OMB mulls adding information security requirements to budget regs

The Office of Management and Budget is looking at ways to better incorporate security into agencies' funding requests for information technology systems, including revising regulations governing how agencies formulate their budgets.

The Office of Management and Budget is looking at ways to better incorporate security into agencies' funding requests for information technology systems, including revising regulations governing how agencies formulate their budgets.

At most agencies, security is added to information systems and architectures long after the technology is in place.

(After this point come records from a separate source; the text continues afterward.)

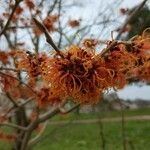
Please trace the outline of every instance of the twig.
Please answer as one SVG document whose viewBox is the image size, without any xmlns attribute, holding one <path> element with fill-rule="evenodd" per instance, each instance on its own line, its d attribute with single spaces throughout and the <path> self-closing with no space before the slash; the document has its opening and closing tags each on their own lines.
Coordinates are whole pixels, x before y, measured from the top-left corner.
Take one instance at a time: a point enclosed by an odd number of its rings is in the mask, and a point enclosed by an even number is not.
<svg viewBox="0 0 150 150">
<path fill-rule="evenodd" d="M 27 131 L 25 132 L 24 138 L 22 140 L 22 145 L 21 145 L 21 149 L 20 150 L 26 150 L 27 146 L 28 146 L 28 141 L 31 137 L 32 134 L 32 130 L 31 131 Z"/>
<path fill-rule="evenodd" d="M 73 110 L 75 110 L 76 108 L 78 108 L 81 104 L 76 104 L 75 106 L 73 106 L 71 109 L 64 111 L 64 109 L 62 109 L 62 107 L 60 107 L 60 113 L 62 114 L 68 114 L 70 112 L 72 112 Z"/>
<path fill-rule="evenodd" d="M 10 29 L 27 29 L 27 28 L 32 28 L 32 26 L 26 25 L 26 26 L 9 26 L 9 27 L 7 27 L 8 30 L 10 30 Z"/>
<path fill-rule="evenodd" d="M 59 20 L 58 20 L 58 29 L 60 31 L 60 37 L 59 37 L 59 41 L 58 41 L 58 47 L 61 47 L 61 42 L 62 42 L 62 27 L 61 27 L 61 20 L 60 20 L 60 15 L 61 15 L 61 4 L 62 4 L 62 0 L 59 0 L 58 2 L 58 16 L 59 16 Z"/>
<path fill-rule="evenodd" d="M 18 72 L 19 70 L 14 69 L 14 68 L 5 68 L 5 67 L 0 67 L 0 70 L 7 70 L 7 71 L 14 71 L 14 72 Z"/>
<path fill-rule="evenodd" d="M 10 21 L 11 21 L 11 19 L 12 19 L 14 13 L 15 13 L 15 11 L 16 11 L 16 8 L 18 7 L 18 5 L 20 4 L 21 1 L 23 1 L 23 0 L 16 0 L 15 6 L 14 6 L 14 8 L 13 8 L 13 10 L 12 10 L 12 12 L 11 12 L 11 14 L 10 14 L 8 20 L 7 20 L 7 22 L 6 22 L 6 25 L 4 26 L 4 28 L 3 28 L 3 29 L 1 30 L 1 32 L 0 32 L 0 36 L 1 36 L 2 34 L 4 34 L 5 31 L 6 31 L 6 29 L 8 28 L 8 26 L 9 26 L 9 24 L 10 24 Z"/>
<path fill-rule="evenodd" d="M 52 11 L 54 10 L 54 8 L 55 8 L 55 6 L 56 6 L 56 4 L 57 4 L 57 1 L 58 1 L 58 0 L 55 0 L 55 1 L 54 1 L 53 5 L 50 7 L 49 11 L 47 12 L 47 15 L 50 15 L 50 14 L 52 13 Z"/>
<path fill-rule="evenodd" d="M 20 105 L 18 104 L 17 107 L 14 107 L 14 106 L 10 107 L 9 110 L 3 116 L 8 115 L 11 111 L 13 111 L 13 112 L 11 112 L 11 114 L 14 113 L 14 112 L 16 112 L 18 109 L 20 109 L 21 107 L 25 106 L 29 102 L 31 102 L 31 100 L 33 100 L 33 98 L 34 97 L 31 97 L 31 98 L 27 99 L 24 103 L 22 103 Z"/>
<path fill-rule="evenodd" d="M 118 44 L 117 41 L 113 41 L 107 48 L 105 48 L 101 53 L 100 56 L 103 57 L 110 49 Z"/>
<path fill-rule="evenodd" d="M 8 76 L 8 77 L 10 77 L 10 78 L 14 78 L 15 80 L 19 81 L 20 84 L 23 84 L 23 85 L 25 85 L 26 87 L 28 87 L 28 88 L 36 95 L 36 92 L 35 92 L 28 84 L 26 84 L 26 83 L 20 81 L 17 77 L 13 77 L 13 76 L 11 76 L 11 75 L 9 75 L 9 74 L 6 74 L 6 73 L 3 73 L 3 72 L 1 72 L 1 71 L 0 71 L 0 74 L 2 74 L 2 75 L 4 75 L 4 76 Z"/>
<path fill-rule="evenodd" d="M 56 44 L 52 40 L 52 38 L 49 35 L 48 30 L 46 29 L 46 27 L 40 21 L 38 21 L 34 17 L 33 17 L 33 21 L 35 22 L 35 24 L 37 25 L 37 27 L 45 34 L 46 41 L 54 48 L 54 50 L 57 52 L 57 54 L 59 56 L 61 56 L 62 58 L 64 58 L 64 55 L 62 54 L 62 52 L 59 50 L 59 48 L 56 46 Z"/>
<path fill-rule="evenodd" d="M 0 123 L 0 126 L 7 126 L 7 127 L 27 131 L 27 128 L 12 123 Z"/>
<path fill-rule="evenodd" d="M 66 104 L 65 102 L 62 102 L 61 107 L 63 107 Z M 71 112 L 75 109 L 76 107 L 73 107 L 72 109 L 70 109 Z M 45 114 L 39 116 L 39 118 L 37 118 L 35 121 L 33 121 L 28 127 L 27 127 L 27 132 L 25 133 L 24 139 L 23 139 L 23 144 L 21 147 L 21 150 L 25 150 L 25 147 L 30 146 L 28 145 L 29 139 L 31 137 L 31 134 L 33 132 L 33 130 L 38 126 L 38 124 L 50 119 L 51 117 L 53 117 L 54 115 L 60 113 L 60 106 L 57 106 L 55 109 L 53 109 L 52 111 L 48 111 Z"/>
<path fill-rule="evenodd" d="M 59 107 L 56 107 L 54 110 L 52 111 L 48 111 L 45 114 L 41 115 L 38 119 L 39 123 L 42 123 L 44 121 L 46 121 L 47 119 L 50 119 L 51 117 L 53 117 L 54 115 L 60 113 L 60 109 Z"/>
<path fill-rule="evenodd" d="M 128 23 L 136 16 L 136 14 L 143 8 L 147 0 L 144 0 L 128 17 L 128 19 L 125 21 L 124 25 L 122 26 L 119 34 L 117 35 L 116 39 L 118 40 L 120 36 L 122 35 L 122 30 L 128 25 Z"/>
<path fill-rule="evenodd" d="M 102 42 L 104 42 L 104 41 L 102 41 Z M 119 44 L 131 45 L 132 43 L 133 43 L 132 41 L 116 41 L 116 40 L 113 40 L 110 45 L 108 45 L 106 48 L 103 49 L 103 51 L 100 53 L 100 56 L 104 57 L 105 54 L 109 52 L 109 50 L 111 50 L 112 48 L 114 48 L 115 46 L 117 46 Z"/>
<path fill-rule="evenodd" d="M 15 100 L 9 95 L 8 92 L 6 92 L 6 96 L 9 98 L 9 100 L 13 103 L 14 107 L 18 107 L 18 103 L 15 102 Z"/>
<path fill-rule="evenodd" d="M 62 103 L 62 106 L 65 105 L 66 102 Z M 37 128 L 37 126 L 46 121 L 47 119 L 53 117 L 54 115 L 58 114 L 60 112 L 59 107 L 56 107 L 53 111 L 48 111 L 42 116 L 39 116 L 35 121 L 31 122 L 27 127 L 27 132 L 25 132 L 24 138 L 22 140 L 21 150 L 26 150 L 26 148 L 29 146 L 28 142 L 30 140 L 30 137 L 32 135 L 32 132 L 34 129 Z"/>
<path fill-rule="evenodd" d="M 64 38 L 67 40 L 68 44 L 72 45 L 71 40 L 69 39 L 69 37 L 67 37 L 67 35 L 61 30 L 57 29 L 56 30 L 59 34 L 61 34 L 62 36 L 64 36 Z"/>
<path fill-rule="evenodd" d="M 31 139 L 31 140 L 29 141 L 29 146 L 32 145 L 32 144 L 34 144 L 34 143 L 36 143 L 36 141 L 41 137 L 41 135 L 44 133 L 44 131 L 45 131 L 45 129 L 46 129 L 47 124 L 48 124 L 48 121 L 46 121 L 46 122 L 44 123 L 44 126 L 43 126 L 43 128 L 41 129 L 41 131 L 39 132 L 39 134 L 37 134 L 33 139 Z"/>
</svg>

That leaves agencies with vulnerabilities and management issues that cannot be solved unless security is built into the systems, said Glenn Schlarman, policy analyst at OMB's Office of Information Policy and Technology, speaking Tuesday in Falls Church, Va., at a conference sponsored by the General Services Administration's Office of Information Security.

"For the security of a system, [information security] fundingemust be woven into the funding of the [entire] system," he said.

To make security a more fundamental part of agency IT system development starting in fiscal 2001, OMB is studying ways to revise Circular A-11, the document regulating how agencies develop their budget estimates for the president.

"Security will, in all likelihood, be part of that next year," Schlarman said.

Many agencies have called on Congress and OMB to develop emergency or supplemental money for security, similar to the funding offered for solving last-minute Year 2000 problems. But that kind of approach is not going to work for something as broad and complex as information and systems security, Schlarman said.

"If we look at security as a standalone thing that requires a pot of money, then we miss the mark," he said.